Na arena diplomática conhecida por arbitrar a paz ao redor do mundo, um imenso telão mostrou as fotos de cadáveres amarrados, abandonados nas casas e nas ruas de várias cidades ucranianas, ou lançados dentro de covas coletivas. "Vocês estão prontos para fechar a ONU?", questionou o presidente da Ucrânia, Volodymyr Zelensky, em pronunciamento ao vivo exibido durante reunião do Conselho de Segurança da ONU, a partir de Kiev, a mais de 7.500km de Nova York. Ele denunciou atrocidades cometidas pelas tropas da Rússia contra civis, culpou o governo de Vladimir Putin pelos "piores crimes desde a Segunda Guerra Mundial", exigiu um julgamento internacional e desafiou as Nações Unidas. "Precisamos de decisões do Conselho de Segurança para a paz na Ucrânia", disse Zelensky. "Onde está a segurança que o Conselho de Segurança precisa garantir? Não existe. (...) Se não há alternativa, nem opção, então a próxima escolha seria a sua dissolução por completo."
Hoje, os Estados Unidos, a União Europeia e o G7 — grupo dos sete países mais industrializados — devem anunciar novo pacote de sanções contra a Rússia. Entre as medidas previstas, estão a proibição de todos os novos investimentos em território russo, o reforço das sanções a instituições financeiras de Moscou e a empresas estatais, e sancões contra autoridades do Kremlin e familiares.
Em um tom duro, Zelensky afirmou que se dirigia aos países-membros do Conselho de Segurança em nome das vítimas e detalhou o suposto massacre ocorrido na cidade de Bucha, a 30km do centro de Kiev. "Eles (civis) foram assassinados em seus apartamentos e casas, explodindo granadas. Foram esmagados por tanques, quando estavam dentro dos carros, na rua, só por prazer. Eles (russos) deceparam membros, cortaram gargantas. Mulheres foram estupradas e mortas na frente dos filhos. Suas línguas foram arrancadas porque os agressores não queriam escutar o que ouviram delas", acrescentou. O líder ucraniano apelou pela exclusão da Rússia do Conselho de Segurança — um dos cinco países-membros com poder de veto — para que Moscou "não bloqueie decisões sobre sua própria guerra". Também defendeu a reforma da entidade.
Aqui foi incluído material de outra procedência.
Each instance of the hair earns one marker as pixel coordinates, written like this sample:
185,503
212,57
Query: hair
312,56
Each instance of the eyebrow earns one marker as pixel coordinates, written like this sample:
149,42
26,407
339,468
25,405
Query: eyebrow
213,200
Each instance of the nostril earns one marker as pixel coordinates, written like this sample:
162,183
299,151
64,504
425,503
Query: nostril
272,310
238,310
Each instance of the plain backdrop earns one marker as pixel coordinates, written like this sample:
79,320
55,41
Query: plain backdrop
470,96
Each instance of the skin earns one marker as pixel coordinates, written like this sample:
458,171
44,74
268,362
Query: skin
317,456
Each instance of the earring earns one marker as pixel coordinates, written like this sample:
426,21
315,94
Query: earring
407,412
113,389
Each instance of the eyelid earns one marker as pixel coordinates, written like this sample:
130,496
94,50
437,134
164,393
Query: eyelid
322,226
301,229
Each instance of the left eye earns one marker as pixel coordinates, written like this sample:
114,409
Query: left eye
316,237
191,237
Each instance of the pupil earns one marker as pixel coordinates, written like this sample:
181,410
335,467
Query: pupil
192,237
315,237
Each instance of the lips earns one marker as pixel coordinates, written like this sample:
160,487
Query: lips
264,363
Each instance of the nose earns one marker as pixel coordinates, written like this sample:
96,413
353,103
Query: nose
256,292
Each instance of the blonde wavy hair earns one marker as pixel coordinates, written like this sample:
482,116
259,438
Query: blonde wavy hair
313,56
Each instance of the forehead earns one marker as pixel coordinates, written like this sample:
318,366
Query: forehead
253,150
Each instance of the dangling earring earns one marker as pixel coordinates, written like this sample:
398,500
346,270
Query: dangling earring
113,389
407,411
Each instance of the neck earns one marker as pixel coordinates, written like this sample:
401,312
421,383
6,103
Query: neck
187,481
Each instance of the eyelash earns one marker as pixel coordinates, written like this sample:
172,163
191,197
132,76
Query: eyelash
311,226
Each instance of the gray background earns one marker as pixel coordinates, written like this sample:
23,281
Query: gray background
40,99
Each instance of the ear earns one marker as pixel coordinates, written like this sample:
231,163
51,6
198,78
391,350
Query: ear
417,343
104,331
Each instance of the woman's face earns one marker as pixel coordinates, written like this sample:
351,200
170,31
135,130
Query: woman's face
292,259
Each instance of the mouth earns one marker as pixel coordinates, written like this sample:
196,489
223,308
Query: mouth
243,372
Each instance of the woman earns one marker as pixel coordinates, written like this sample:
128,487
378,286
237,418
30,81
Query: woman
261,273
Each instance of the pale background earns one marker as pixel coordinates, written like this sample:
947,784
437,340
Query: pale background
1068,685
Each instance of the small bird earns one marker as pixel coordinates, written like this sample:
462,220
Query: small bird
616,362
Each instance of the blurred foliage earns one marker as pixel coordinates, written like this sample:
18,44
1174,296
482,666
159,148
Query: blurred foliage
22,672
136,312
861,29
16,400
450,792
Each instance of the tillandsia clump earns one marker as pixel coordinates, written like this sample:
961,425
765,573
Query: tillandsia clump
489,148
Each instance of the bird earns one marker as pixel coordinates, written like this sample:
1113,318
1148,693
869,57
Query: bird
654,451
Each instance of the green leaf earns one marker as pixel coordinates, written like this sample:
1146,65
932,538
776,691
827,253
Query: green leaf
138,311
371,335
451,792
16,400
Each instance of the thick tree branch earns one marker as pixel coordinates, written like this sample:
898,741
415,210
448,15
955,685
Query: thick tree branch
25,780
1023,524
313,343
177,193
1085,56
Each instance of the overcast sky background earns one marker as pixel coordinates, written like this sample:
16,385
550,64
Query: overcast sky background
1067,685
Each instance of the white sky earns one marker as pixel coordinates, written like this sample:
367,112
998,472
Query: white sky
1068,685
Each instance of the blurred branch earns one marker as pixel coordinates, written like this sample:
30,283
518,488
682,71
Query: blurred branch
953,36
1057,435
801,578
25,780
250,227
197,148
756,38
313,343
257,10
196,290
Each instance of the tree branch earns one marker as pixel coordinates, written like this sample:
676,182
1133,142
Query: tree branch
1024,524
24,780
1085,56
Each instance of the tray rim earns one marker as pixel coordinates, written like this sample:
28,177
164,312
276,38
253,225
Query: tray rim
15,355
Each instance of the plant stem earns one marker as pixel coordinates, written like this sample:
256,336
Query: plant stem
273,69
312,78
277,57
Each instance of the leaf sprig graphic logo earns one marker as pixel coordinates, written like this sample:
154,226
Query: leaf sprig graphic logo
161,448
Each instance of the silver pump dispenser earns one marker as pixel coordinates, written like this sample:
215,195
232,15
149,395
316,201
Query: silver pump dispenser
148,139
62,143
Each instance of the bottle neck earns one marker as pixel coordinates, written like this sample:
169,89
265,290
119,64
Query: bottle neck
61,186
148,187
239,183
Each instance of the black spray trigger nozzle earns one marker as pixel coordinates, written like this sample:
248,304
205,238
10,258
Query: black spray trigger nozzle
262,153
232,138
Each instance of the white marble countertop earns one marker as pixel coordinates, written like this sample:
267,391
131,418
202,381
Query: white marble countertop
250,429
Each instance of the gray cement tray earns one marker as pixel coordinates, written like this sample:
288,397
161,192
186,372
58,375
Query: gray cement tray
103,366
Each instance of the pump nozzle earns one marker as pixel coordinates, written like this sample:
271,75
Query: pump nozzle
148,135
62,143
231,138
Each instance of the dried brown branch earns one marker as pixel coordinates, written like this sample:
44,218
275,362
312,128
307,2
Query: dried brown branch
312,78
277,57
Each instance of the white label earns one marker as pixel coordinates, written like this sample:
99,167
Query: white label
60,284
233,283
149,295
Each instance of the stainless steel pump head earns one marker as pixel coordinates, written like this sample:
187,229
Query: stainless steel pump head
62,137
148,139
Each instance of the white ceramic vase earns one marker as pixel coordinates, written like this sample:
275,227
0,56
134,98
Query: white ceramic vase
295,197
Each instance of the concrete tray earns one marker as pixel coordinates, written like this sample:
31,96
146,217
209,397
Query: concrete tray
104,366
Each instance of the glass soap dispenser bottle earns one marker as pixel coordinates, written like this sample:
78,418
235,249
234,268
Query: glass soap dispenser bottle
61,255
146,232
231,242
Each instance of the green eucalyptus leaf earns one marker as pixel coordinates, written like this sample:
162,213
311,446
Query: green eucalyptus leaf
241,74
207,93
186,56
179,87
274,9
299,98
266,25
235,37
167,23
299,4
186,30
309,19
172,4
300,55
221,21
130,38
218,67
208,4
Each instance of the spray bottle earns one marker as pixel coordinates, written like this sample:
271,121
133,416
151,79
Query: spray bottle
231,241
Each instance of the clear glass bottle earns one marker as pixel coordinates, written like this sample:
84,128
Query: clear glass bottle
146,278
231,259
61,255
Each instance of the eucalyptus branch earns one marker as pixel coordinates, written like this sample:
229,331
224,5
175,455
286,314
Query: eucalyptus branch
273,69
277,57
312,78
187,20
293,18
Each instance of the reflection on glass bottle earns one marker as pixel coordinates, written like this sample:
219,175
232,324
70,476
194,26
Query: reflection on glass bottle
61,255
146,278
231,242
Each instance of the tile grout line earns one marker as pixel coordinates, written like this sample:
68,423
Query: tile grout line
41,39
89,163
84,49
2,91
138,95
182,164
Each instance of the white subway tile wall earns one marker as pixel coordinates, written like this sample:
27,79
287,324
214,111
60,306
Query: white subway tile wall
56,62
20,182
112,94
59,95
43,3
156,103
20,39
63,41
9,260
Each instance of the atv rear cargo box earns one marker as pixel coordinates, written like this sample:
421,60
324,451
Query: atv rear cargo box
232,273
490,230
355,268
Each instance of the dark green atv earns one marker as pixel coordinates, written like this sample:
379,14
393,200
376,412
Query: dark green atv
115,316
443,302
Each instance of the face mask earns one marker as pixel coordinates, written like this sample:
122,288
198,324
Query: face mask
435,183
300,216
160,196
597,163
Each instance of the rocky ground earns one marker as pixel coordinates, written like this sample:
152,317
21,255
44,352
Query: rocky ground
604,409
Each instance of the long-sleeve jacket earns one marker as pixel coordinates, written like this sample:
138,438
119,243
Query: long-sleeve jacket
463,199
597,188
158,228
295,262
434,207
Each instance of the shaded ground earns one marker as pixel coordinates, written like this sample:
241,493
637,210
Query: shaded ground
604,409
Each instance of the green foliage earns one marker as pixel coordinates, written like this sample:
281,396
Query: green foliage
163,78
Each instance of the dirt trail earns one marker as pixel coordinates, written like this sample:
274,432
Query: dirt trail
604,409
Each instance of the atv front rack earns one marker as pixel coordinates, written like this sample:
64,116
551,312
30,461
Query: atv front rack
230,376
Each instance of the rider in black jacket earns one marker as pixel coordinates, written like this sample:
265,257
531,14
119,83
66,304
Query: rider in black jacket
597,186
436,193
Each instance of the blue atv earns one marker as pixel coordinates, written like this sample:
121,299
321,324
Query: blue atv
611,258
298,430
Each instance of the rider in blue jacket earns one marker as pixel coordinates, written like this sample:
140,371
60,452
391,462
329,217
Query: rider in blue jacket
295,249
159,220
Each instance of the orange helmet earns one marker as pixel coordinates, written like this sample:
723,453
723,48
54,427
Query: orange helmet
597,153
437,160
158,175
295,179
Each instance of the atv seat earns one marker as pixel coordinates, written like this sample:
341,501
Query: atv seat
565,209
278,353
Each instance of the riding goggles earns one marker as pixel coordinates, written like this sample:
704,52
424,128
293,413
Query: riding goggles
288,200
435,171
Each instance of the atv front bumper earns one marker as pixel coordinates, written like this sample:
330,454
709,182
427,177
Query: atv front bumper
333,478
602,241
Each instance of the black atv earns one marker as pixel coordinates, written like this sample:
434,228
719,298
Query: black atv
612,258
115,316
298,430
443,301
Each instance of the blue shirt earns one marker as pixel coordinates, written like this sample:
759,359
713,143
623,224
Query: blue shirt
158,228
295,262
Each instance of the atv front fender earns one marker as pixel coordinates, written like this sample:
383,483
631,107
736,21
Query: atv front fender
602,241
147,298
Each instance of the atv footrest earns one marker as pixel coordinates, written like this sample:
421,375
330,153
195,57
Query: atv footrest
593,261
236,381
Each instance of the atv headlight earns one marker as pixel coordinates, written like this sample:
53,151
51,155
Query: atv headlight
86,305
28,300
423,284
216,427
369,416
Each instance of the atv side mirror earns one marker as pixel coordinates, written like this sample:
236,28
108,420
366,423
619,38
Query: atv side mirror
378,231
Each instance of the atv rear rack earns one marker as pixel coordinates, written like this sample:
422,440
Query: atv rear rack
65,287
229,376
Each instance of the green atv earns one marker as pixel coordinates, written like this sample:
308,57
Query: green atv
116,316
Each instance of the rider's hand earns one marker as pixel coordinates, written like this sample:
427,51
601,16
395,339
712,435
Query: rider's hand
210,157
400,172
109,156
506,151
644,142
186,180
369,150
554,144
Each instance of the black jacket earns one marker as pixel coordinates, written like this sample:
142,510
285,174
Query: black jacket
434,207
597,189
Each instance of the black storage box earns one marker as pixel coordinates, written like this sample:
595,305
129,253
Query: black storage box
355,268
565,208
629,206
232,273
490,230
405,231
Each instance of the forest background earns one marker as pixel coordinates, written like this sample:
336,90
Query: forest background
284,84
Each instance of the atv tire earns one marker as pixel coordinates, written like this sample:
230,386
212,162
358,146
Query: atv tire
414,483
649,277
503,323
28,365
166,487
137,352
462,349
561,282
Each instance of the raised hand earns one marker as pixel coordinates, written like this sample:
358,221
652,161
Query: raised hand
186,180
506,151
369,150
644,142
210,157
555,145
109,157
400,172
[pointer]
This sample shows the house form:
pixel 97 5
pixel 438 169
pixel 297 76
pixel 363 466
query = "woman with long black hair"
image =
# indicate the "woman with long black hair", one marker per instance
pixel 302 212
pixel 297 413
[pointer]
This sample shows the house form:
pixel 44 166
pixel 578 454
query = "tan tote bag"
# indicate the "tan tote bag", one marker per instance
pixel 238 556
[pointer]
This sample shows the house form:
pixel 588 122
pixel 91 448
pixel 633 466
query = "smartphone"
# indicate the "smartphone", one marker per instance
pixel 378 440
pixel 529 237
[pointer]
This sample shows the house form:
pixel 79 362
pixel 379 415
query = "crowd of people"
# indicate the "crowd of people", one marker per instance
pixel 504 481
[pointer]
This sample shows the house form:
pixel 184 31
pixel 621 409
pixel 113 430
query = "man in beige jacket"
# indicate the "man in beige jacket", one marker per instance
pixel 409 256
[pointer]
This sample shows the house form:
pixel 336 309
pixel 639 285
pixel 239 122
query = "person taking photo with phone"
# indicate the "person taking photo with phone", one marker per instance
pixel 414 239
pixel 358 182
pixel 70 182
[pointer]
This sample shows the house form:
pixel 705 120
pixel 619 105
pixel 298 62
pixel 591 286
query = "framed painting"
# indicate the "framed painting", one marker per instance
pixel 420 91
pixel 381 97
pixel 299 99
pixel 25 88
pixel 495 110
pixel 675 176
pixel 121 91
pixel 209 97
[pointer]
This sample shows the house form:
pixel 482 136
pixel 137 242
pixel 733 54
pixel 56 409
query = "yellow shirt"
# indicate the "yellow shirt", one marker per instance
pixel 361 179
Pelo segundo dia consecutivo, a Rússia rejeitou as acusações de Zelensky. "Não fomos à Ucrânia para conquistar territórios", disse Vasili Nebenzia, embaixador de Moscou na ONU, que tornou a denunciar uma conspiração. "Você viu corpos e escutou depoimentos, mas apenas viu o que lhe foi mostrado. Você não pode ignorar as flagrantes inconsistências nas versões dos fatos divulgados pelos meios de comunicação ucranianos e ocidentais." Por sua vez, o chanceler russo, Serguei Lavrov, divulgou mensagem transmitida pelas televisões de seu país em que apontava uma "provocação aberta e falaciosa" para "atrapalhar" as negociações de paz.
Chefe da Cátedra de Relações Internacionais e diretor da Escola de Análises Políticas da Universidade de Kiev-Mohyla, Maksym Yakovlyev afirmou ao Correio que o discurso de Zelensky na ONU foi "muito poderoso". "Todos agora devemos repensar o papel das Nações Unidas, pois vemos tantos civis serem torturados, estuprados e mortos pelas tropas russas. Ainda assim, a Rússia detém o poder de veto no Conselho de Segurança, enquanto bombardeia a Ucrânia. O que acontece aqui em meu país é puro genocídio. Parece que, no formato atual, a ONU não pode fazer muito. Ela necessita de uma reforma", acrescentou.
Yakovlyev disse que mais lhe impressionou na fala de Zelensly foi o fato de ele ter se referido aos russos como "criminosos de guerra" e solicitado uma Corte similar aos julgamentos de Nuremberg — alusão aos tribunais que condenaram os oficiais nazistas ao fim da Segunda Guerra Mundial. O especialista ucraniano considera primordial a imposição de mais sanções contra a Rússia.
Saiba Mais
Ataques
O Exército da Rússia informou ter derrubado dois helicópteros ucranianos que tentavam retirar os chefes do batalhão nacionalista Azov, que participa da defesa do porto de Mariupol (sudeste). Igor Konashenkov, porta-voz do Ministério da Defesa russo, explicou que Moscou ofereceu aos combatentes a deposição de armas e o abandono da cidade. Eles teriam ignorado a proposta.
Jens Stoltenberg, secretário-geral da Organização do Tratado do Atlântico Norte (Otan), anunciou que a Rússia avança para "tomar o controle de todo Donbass" — no leste da Ucrânia — e criar uma ponte terrestre com a Península da Crimeia, anexada por Moscou em 2014. "As tropas russas deixaram a região de Kiev e o norte da Ucrânia. Putin está movendo um grande número de soldados ao leste. Elas vão se rearmar, receber reforços (...) e se reabastecer para lançar nova ofensiva altamente concentrada na região do Donbass."